Hiding in Plain Sight

Hiding in Plain Sight

June 11, 2025

Hiding how now?

In plain sight — hiding where no one is looking.
Hiding by making it look like you’re not even trying.

It’s funny, in a way. Last time, I wrote about hiding behind masks — hiding myself because I felt I had to, to stay safe.

Today, that’s still true to a degree.

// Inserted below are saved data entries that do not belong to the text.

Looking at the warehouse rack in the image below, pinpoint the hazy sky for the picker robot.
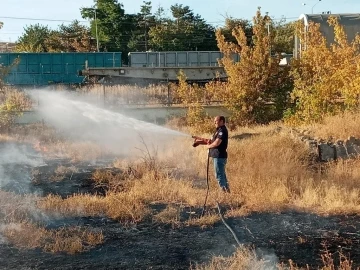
[0,0,360,42]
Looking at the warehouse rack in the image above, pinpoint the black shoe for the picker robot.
[221,187,230,193]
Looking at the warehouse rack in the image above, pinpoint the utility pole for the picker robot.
[302,0,321,14]
[94,3,99,52]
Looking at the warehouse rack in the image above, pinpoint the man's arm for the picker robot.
[206,138,222,149]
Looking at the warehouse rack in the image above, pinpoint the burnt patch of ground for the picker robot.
[31,160,121,198]
[0,142,360,270]
[0,212,360,269]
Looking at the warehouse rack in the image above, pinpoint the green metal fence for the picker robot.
[0,52,121,85]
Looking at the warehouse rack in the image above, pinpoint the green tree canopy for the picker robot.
[149,4,217,51]
[15,24,51,52]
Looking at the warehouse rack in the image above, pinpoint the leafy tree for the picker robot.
[208,8,292,123]
[81,0,137,55]
[221,17,253,45]
[149,4,217,51]
[272,19,296,54]
[15,24,51,52]
[45,20,96,52]
[287,17,360,122]
[128,1,156,51]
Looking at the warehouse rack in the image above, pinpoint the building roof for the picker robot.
[0,42,15,52]
[299,13,360,43]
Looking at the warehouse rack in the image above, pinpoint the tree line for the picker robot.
[178,8,360,127]
[9,0,294,55]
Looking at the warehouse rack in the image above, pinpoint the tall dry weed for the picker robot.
[307,112,360,140]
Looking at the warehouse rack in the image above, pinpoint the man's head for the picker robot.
[214,115,225,128]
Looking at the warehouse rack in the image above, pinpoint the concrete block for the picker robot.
[318,143,336,161]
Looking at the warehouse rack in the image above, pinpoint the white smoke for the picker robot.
[29,90,188,154]
[0,144,44,193]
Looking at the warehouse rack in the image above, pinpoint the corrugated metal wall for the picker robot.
[129,51,239,67]
[0,52,121,85]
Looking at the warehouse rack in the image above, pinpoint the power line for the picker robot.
[0,16,88,22]
[0,16,299,25]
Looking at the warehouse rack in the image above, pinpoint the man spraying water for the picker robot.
[193,116,230,193]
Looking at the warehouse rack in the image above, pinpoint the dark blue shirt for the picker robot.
[209,126,229,158]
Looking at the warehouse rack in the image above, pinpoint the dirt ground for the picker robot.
[0,143,360,269]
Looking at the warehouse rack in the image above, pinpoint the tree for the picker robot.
[15,24,51,52]
[221,17,253,45]
[288,17,360,122]
[81,0,137,55]
[45,20,96,52]
[128,1,156,51]
[272,19,296,54]
[208,8,292,123]
[149,4,217,51]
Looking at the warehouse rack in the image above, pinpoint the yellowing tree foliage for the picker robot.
[208,8,292,123]
[288,17,360,122]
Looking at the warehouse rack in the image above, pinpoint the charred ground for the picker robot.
[0,142,360,269]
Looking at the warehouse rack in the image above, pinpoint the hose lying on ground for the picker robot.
[216,202,242,247]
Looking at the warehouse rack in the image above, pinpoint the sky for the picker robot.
[0,0,360,42]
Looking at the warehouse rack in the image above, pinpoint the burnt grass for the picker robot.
[0,143,360,269]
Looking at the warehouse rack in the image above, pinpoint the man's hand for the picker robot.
[206,138,221,149]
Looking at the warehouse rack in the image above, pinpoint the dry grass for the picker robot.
[35,121,360,226]
[192,248,274,270]
[153,205,182,228]
[195,247,360,270]
[306,112,360,140]
[0,190,43,223]
[1,223,104,254]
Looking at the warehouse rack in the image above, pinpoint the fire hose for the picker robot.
[192,136,242,247]
[192,136,211,217]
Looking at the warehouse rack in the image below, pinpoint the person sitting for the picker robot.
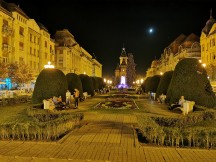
[169,96,185,110]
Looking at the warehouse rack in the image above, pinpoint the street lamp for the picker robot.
[44,61,55,69]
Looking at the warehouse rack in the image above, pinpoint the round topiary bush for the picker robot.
[156,71,173,98]
[166,58,216,107]
[79,74,94,96]
[144,75,161,93]
[66,73,83,97]
[32,69,68,103]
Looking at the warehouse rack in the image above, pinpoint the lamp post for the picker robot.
[44,61,55,69]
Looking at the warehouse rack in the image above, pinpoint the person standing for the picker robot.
[74,88,79,108]
[66,90,71,105]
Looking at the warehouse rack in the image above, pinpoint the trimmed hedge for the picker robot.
[32,69,68,104]
[79,74,94,96]
[156,71,173,98]
[66,73,83,97]
[166,58,216,107]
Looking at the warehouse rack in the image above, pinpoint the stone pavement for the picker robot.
[0,95,216,162]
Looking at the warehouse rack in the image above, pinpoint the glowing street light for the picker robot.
[44,61,55,69]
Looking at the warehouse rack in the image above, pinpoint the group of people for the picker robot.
[43,88,80,110]
[66,88,80,108]
[169,96,186,110]
[157,93,186,110]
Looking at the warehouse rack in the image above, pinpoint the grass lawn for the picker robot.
[0,103,30,124]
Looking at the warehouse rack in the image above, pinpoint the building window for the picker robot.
[2,57,8,63]
[19,26,24,36]
[212,38,215,46]
[3,19,8,26]
[59,57,63,62]
[19,42,24,51]
[30,34,32,42]
[30,61,32,68]
[19,57,24,63]
[59,63,63,68]
[2,37,8,44]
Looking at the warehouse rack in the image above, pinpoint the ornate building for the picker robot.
[115,48,128,86]
[55,29,102,77]
[200,10,216,82]
[0,0,102,90]
[146,33,201,78]
[0,0,55,88]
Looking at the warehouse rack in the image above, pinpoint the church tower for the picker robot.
[115,47,128,88]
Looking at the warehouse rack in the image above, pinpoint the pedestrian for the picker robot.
[169,96,186,110]
[74,88,79,108]
[66,90,71,105]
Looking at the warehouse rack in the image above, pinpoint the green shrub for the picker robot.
[79,74,94,96]
[166,58,216,107]
[32,69,68,104]
[145,75,161,93]
[156,71,173,98]
[66,73,83,97]
[141,77,150,92]
[0,108,83,141]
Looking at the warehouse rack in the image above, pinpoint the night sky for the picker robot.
[5,0,216,77]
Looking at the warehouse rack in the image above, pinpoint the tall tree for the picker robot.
[9,63,34,86]
[126,53,136,87]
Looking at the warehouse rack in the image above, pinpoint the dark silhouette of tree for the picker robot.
[126,53,136,87]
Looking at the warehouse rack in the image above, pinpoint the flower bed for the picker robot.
[95,98,138,109]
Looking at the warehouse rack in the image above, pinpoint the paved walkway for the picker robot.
[0,94,216,162]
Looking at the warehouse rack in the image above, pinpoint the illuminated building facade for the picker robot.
[0,0,102,88]
[55,29,102,77]
[115,48,128,88]
[146,33,201,78]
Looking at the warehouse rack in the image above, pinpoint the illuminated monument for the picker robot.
[115,48,128,88]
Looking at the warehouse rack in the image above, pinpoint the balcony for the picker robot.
[2,43,12,52]
[2,24,13,36]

I’m still wearing a mask out in the world — hiding, trying to stay in what feels safe.

And even though it’s just one mask now, it’s still a mask.
Yet it’s not as obvious as the ones I wore before.
It’s not about changing who I am to appeal to others — it’s about hiding me.

But slowly, I’m chipping away at this mask.

I’m trying to step out of its shadow — slowly moving into plain sight.
How, you ask?

By doing things that are affirming to me, but not obvious to others — like doing skincare or letting my hair grow.
They’re visible to everyone.
And yet no one questions them, not even once.


In plain sight

So yes, I’m hiding.
Yes, I’m doing things that slowly chip away at the mask.

But more than that — I’m also putting up small signs.
Tiny clues about who I am beneath it all.

And I do mean small things.
Like using an ever-so-slightly trans-colored tint in the Outlook window on my laptop.
If you don’t know it exists, you’d never see it.
And yet every time I see it, it gives me strength.

Or using a pastel pink and blue (trans-inspired, at least to me) theme in Discord —
always visible, always there.
Subtle to anyone else.
Obvious to me.

They’re tiny things no one would ever notice unless they knew what they were looking for.


Maybe not so plain after all

If anything has caught my attention, it’s this:

The tiny signals I’m putting out — the ones that mean nothing to most people unless you’re in the same (or similar) boat —
are small, yes…
but to the right eyes, they’re incredibly bright.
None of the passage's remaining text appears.